After surgery, the child’s ‘drop attack’ seizures may lesson by up to 70 or 80 percent of patients. Sometimes our neurosurgeons do a second operation to divide the remaining area of the corpus callosum if the child’s seizures aren’t reduced enough by the first surgery.

Vagal nerve stimulator

Some children are not candidates for epilepsy surgery because:

  • Their seizures begin in several brain areas (they have multiple foci)
  • Their seizures spread (generalize) to both sides of the brain
  • After trying several medicines, they still do not have good seizure control

An alternative is the vagus nerve stimulator. The vagus nerve is a cranial nerve and starts in the brainstem. From there it goes down the neck and into the chest.

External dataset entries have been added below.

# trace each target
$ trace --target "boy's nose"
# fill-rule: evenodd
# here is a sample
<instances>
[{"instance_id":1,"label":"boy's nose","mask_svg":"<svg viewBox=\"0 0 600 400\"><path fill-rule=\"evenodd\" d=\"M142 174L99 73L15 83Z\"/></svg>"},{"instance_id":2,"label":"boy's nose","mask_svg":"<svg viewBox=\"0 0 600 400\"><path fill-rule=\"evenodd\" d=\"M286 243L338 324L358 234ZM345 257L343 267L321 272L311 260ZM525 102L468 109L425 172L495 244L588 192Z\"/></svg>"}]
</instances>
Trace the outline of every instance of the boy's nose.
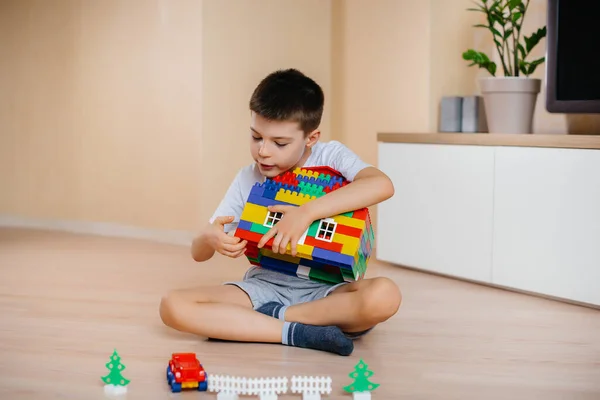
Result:
<instances>
[{"instance_id":1,"label":"boy's nose","mask_svg":"<svg viewBox=\"0 0 600 400\"><path fill-rule=\"evenodd\" d=\"M269 152L267 151L267 146L266 145L262 145L260 146L260 148L258 149L258 154L261 157L268 157L269 156Z\"/></svg>"}]
</instances>

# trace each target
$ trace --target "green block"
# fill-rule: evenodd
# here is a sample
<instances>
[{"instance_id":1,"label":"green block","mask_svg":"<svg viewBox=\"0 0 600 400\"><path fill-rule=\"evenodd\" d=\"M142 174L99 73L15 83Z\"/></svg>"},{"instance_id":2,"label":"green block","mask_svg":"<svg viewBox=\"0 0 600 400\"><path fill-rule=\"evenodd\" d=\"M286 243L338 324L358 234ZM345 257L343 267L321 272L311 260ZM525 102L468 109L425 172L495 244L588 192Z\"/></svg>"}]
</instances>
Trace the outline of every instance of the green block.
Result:
<instances>
[{"instance_id":1,"label":"green block","mask_svg":"<svg viewBox=\"0 0 600 400\"><path fill-rule=\"evenodd\" d=\"M341 273L325 272L319 268L311 268L308 277L311 280L319 282L341 283L344 281L344 277Z\"/></svg>"},{"instance_id":2,"label":"green block","mask_svg":"<svg viewBox=\"0 0 600 400\"><path fill-rule=\"evenodd\" d=\"M271 228L269 228L268 226L259 225L253 222L252 226L250 227L250 232L260 233L264 235L265 233L269 232L270 229Z\"/></svg>"},{"instance_id":3,"label":"green block","mask_svg":"<svg viewBox=\"0 0 600 400\"><path fill-rule=\"evenodd\" d=\"M306 236L316 237L318 230L319 230L319 221L314 221L312 224L310 224L310 227L308 228L308 233L306 234Z\"/></svg>"},{"instance_id":4,"label":"green block","mask_svg":"<svg viewBox=\"0 0 600 400\"><path fill-rule=\"evenodd\" d=\"M326 175L324 173L321 173L321 175L319 175L319 179L322 180L322 181L325 181L325 182L330 182L331 181L331 175L329 175L329 174Z\"/></svg>"}]
</instances>

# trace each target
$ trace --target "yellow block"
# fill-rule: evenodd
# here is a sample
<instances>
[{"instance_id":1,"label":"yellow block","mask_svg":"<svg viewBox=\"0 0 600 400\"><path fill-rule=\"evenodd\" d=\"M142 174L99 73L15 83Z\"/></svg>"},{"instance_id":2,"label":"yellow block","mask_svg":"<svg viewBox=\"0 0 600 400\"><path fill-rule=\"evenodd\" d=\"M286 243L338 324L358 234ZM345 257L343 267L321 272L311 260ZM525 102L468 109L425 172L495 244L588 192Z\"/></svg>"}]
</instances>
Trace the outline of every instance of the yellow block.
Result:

The vagus nerve stimulator is about the size of a small cookie. It is put in under the skin on your child’s left chest near the armpit.

During surgery, the neurosurgeon puts in (implants) the stimulator and then tunnels its wires under the skin to the left vagus nerve in the neck region.

After the area heals, the neurologist turns on and manages the device. It delivers a small on-and-off current to the vagus nerve to prevent seizures. Parents and their child, if he is old enough, can also activate the device.

If they sense a seizure starting, they can place a small hand-held magnet over the child’s body at the place where stimulator is located. This can prevent the seizure from starting. The vagus nerve stimulator’s battery needs changing every several years.

We don’t know exactly how the stimulation affects a child’s seizures, but about 50 percent of patients with a vagus nerve stimulator reduce their seizures by more than 50 percent. The vagus nerve stimulator is approved for use with patients 12-years-old and older.

Other treatments

Ketogenic diet is very complex. Neurologists sometimes use it to lessen or stop a child’s seizures. In general, it includes eating foods high in fat, low in carbohydrates and protein and limited in liquids. It must always be used under a doctor’s care.